Autumn 2017’s tea dance playlist starts with Arcade Fire, who hits Atlanta this week

 

By Gregg Shapiro

 

Arcade Fire has been encouraging us to dance since its first full-length album, 2004’s Funeral. But it wasn’t until 2013;s Reflektor that the band fully embraced its inner dance diva.

 

Everything Now (Columbia) continues in a similar vein, beginning with the title cut. But don’t be deceived by the exuberant beats and synths. The song is really about out of control consumerism.

 

In fact, the album is full of messages set to irresistible beats, including “Signs of Life,” “Creature Comfort,” and “Electric Blue.” Now, Everything Now lacks the impact of 2007’s The Neon Bible or 2010’s Grammy-winning The Suburbs, but that doesn’t mean that Arcade Fire has run out of steam.

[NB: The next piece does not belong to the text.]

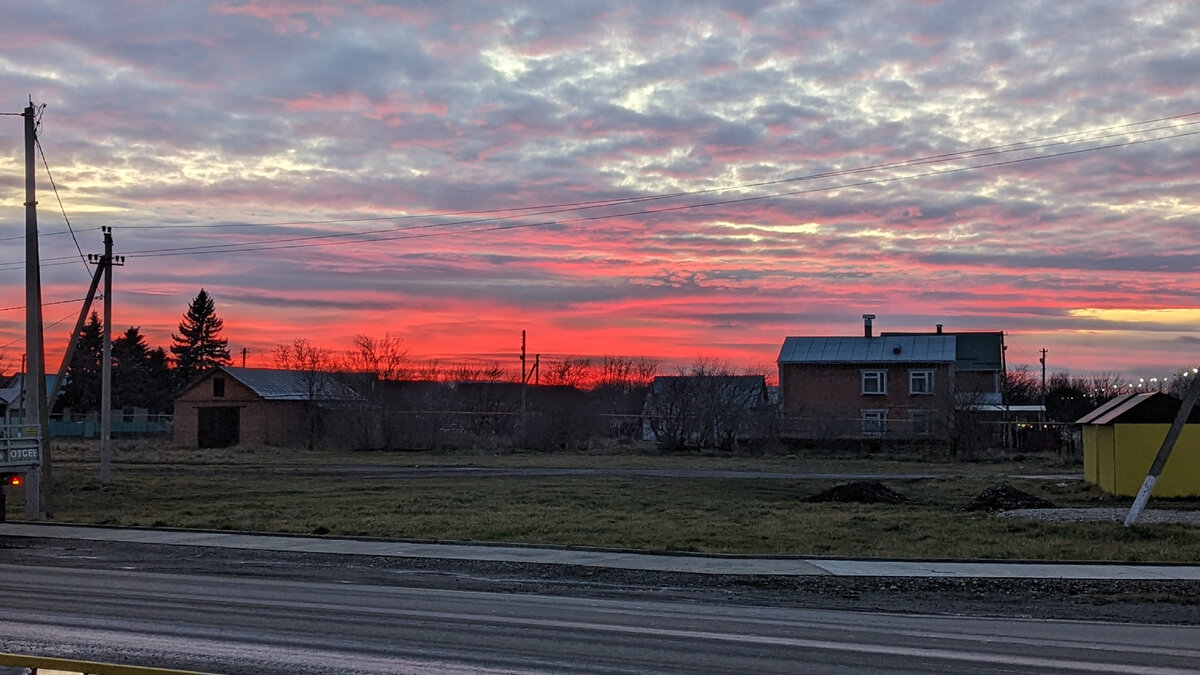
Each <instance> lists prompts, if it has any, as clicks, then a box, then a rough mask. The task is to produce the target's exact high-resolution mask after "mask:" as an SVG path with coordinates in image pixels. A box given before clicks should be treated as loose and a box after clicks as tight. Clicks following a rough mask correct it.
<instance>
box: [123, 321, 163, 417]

You can see for yourself when the band hits Infinite Energy Center on Sept. 21.

 

Meanwhile there’s tons of great dance stuff happening this season, and we’re all over it. The creative DJ/production pair Oliver (Vaughn Oliver and Oliver “Oligee” Goldstein) give listeners an idea of what Daft Punk and Air might have sounded like if they were from L.A. and not France, on its debut album Full Circle (Interscope).

 

Other influences, including acts from the original Casablanca Records roster and Tom Tom Club, go a long way in broadening Oliver’s appeal. An impressive array of guest artists include gay singer Sam Sparro (“Last Forever”), De La Soul (“Heart Attack”), MNDR (“Chemicals”), Elohim (“Wherever We Are”), Leon Else (“Love Like This”), Chromeo (“Go With It”) and Yelle (“Heterotopia”). They all contribute to making Full Circle a well-rounded release.

 

The members of Vampire Weekend have been busy with solo projects since the band’s 2013 album Modern Vampires of the City. Bass player Chris Baio just released Man of the World (Glassnote) under the moniker Baio. It’s an ear-pleasing pastiche of ‘80s synth pop with plenty of beats for your feet, especially on the title cut, “Out of Tune.” We also love  “Philosophy!,” “Sensitive Guy” and “Shame In My Name.” Baio tips his hat to VW on “The Key Is Under The Mat” and “I’m Not Curious”.

 

The soaring double-disc set Take Flight (I Am Me/BMG) by UK musician and DJ Maya Jane Coles can be enjoyed whether you’re jacking up your heart rate on your feet or bobbing your head from the comfort of your seat. Coles firmly embraces the repetitive house music esthetic to lift listeners to the next level and beyond. This is best exemplified on “Won’t Let You Down,” “Werk,” “Go On and Make It Through,” “A Chemical Affair,” “Keep Me War,” “Stay” and “Lucky Charm.”

 

 

Echo Papa (airtrafficcontrollermusic.com) by Air Traffic Controller may only be seven songs long, but the band makes a strong impression in a short amount of time. “Keeping Bees,” for example, is like a pot of honey and worth the sting. “After Party” will have some scrambling for an invitation, and “Doubt” undoubtedly has a dance-worthy beat.

 

For someone whose bread and butter is high-energy dance music, Calvin Harris takes an unusual detour with the laid-back beats on Funk Wav Bounces Vol. 1 (Columbia). With the emphasis on bounce and a distinctive lean towards vintage vibe, Harris enlists gay hip-hop star Frank Ocean and Migos (“Slide”), Ariana Grande, Pharrell William and Young Thug (“Heatstroke”), Katy Perry, Pharrell and Big Sean (“Feels”), Future and Khalid (“Rollin’”), Snoop Dogg and John Legend (“Holiday”), Nikki Minaj (“Skrt on Me”) for a set of sunny tunes.

 

A long time ago, in the `80s, if you were a band and you dressed a certain way, or if your album cover artwork had a specific look, chances are that the listener was assured that your music would sound a particular way. How things have changed! That’s what’s so funny about From The Outside (Capitol/Hi or Hey/Caroline) by Hey Violet.

 

The members of Hey Violet are definitely poseurs, but they deserve a little credit for making memorable dance music on “Brand New Moves” and “All We Ever Wanted.” They also get points for pretending to be punkish on songs such as “Fuqboi,” “Guys My Age” and “This Is Me Breaking Up With You.”